Ursula Heise, Marcia Howard chair in literary studies and professor in both UCLA’s Institute of the Environment and Sustainability and the English department, has been awarded this year’s British Society for Literature and Science prize for best book in the field of literature and science published in 2016.
Heise explores extinction, endangered species, and species and wildlife conservation through the lens of culture and storytelling in her recent book, “Imagining Extinction: The Cultural Meanings of Endangered Species.” Praising the book's scope and rigor, the society’s judging committee called Heise’s work “beautiful, absorbing, brilliantly argued and vividly illustrated with an astonishing variety of sources and media.”

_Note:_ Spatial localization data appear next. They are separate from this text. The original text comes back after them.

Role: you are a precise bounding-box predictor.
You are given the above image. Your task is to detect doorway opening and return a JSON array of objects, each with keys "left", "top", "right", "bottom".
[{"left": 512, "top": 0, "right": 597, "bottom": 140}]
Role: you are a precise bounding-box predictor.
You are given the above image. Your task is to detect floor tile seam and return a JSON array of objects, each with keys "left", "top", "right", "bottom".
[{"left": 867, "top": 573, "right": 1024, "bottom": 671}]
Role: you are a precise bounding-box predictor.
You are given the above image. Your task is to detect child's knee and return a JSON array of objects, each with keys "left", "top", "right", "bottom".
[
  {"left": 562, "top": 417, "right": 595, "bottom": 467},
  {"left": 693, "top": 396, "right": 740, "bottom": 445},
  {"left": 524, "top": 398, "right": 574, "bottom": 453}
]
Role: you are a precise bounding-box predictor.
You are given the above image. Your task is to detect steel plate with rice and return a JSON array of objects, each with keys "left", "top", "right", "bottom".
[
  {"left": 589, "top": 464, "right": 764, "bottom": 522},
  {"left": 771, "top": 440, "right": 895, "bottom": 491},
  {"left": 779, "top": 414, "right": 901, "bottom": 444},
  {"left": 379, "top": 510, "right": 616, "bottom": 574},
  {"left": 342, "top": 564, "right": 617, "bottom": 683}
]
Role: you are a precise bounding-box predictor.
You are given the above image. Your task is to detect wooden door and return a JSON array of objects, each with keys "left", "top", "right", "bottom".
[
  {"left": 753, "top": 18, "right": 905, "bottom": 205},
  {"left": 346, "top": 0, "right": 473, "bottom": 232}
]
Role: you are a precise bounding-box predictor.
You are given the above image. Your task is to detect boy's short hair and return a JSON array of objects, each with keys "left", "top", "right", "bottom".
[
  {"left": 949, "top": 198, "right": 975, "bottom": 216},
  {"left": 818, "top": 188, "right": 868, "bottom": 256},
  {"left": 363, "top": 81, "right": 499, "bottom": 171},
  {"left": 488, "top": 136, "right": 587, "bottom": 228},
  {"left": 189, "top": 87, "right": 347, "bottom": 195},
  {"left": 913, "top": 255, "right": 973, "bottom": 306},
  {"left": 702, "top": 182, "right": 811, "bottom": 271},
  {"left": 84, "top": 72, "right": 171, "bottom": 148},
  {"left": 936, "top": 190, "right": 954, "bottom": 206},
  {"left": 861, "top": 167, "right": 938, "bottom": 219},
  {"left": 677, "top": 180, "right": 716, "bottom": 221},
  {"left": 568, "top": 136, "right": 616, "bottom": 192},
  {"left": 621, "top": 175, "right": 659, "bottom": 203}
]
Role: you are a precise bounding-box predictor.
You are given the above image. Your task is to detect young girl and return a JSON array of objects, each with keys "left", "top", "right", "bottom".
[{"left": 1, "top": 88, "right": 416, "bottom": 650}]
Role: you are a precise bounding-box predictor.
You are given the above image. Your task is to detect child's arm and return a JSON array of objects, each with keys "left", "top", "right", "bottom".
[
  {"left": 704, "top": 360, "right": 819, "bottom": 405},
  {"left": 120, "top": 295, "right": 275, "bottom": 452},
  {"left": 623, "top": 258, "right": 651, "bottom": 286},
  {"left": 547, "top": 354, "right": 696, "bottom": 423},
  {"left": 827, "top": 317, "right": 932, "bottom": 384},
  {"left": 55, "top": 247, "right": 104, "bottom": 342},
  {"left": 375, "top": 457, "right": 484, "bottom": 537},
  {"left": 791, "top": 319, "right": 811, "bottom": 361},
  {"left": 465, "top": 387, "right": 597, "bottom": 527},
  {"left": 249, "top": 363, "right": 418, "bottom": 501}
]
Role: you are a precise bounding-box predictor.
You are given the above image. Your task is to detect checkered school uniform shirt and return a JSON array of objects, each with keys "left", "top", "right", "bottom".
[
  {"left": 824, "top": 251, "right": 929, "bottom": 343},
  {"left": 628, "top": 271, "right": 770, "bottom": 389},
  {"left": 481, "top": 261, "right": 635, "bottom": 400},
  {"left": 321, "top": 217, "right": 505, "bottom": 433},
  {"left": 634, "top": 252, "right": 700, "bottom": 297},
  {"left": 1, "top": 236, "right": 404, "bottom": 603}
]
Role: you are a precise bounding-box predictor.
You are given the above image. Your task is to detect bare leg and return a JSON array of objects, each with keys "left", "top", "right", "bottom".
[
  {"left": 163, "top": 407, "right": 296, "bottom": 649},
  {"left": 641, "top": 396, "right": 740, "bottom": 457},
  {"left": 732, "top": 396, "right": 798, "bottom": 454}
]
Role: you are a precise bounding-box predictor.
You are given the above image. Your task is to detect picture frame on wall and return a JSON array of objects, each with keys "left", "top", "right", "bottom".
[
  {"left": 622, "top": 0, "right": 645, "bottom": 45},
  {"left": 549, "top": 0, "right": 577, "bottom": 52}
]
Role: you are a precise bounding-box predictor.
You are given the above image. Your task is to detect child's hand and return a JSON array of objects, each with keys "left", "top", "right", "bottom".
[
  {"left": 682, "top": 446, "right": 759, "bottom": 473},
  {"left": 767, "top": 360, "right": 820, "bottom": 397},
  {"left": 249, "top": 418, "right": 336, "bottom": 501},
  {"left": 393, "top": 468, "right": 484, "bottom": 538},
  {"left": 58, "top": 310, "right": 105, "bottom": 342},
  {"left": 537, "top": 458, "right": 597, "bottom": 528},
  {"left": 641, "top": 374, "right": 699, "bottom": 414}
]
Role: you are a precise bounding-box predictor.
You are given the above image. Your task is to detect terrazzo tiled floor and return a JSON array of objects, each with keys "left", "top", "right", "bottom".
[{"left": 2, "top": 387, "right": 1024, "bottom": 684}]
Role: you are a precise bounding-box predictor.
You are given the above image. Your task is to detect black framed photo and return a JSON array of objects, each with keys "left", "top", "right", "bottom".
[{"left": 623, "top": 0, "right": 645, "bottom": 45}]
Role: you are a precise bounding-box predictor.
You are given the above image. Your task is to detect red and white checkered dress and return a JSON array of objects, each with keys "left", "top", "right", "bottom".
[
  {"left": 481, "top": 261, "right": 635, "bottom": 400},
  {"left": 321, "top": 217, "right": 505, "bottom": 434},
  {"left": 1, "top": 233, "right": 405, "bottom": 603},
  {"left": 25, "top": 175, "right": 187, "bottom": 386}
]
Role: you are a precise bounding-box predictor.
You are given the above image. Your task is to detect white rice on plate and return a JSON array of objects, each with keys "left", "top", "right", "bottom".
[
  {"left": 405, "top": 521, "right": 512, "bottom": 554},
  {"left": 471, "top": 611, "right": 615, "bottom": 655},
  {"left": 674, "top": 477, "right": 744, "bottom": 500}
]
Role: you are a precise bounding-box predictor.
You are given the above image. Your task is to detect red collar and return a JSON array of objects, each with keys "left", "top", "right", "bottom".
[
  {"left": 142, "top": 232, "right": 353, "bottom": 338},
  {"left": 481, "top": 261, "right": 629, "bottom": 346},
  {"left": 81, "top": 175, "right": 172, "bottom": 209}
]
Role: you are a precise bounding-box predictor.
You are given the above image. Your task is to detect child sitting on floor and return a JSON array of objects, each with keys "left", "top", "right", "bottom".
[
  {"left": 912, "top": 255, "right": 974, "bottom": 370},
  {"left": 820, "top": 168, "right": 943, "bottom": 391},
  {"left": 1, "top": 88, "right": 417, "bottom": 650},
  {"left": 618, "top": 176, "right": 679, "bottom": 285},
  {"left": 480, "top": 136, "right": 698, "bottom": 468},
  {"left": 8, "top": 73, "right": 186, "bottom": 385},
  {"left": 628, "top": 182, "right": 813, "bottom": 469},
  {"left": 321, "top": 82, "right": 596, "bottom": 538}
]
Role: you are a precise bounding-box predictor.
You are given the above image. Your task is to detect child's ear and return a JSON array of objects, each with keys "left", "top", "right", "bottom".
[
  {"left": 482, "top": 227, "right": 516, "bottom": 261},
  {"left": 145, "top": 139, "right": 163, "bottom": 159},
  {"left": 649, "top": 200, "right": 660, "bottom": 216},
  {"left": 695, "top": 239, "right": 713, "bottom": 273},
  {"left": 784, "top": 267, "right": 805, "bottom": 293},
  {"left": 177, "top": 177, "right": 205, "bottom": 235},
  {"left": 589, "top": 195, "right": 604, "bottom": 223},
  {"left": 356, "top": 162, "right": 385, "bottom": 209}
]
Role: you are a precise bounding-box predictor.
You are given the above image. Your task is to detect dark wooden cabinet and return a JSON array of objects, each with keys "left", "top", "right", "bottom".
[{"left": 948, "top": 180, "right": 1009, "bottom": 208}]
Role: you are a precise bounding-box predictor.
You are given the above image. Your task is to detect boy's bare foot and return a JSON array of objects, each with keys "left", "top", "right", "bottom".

As a researcher and professor, Heise focuses on contemporary literature, environmental culture, narrative and media theory, literature and science, and science fiction. In 2016, Heise co-founded UCLA’s Laboratory for Environmental Narrative Strategies, an incubator for new research and collaboration on storytelling, communications and media in the service of environmental conservation and equity. She is part of a campuswide effort at UCLA to promote environmental humanities, an interdisciplinary subject that addresses relations among environmental science, social literature, history and media.
The British Society promotes interdisciplinary research of the relationship between science and literature in all periods. Along with their book prize, the society offers literary scientists a platform and resources necessary to perpetuate their work through conferences, symposiums, book reviews, art blog publishing and general funding.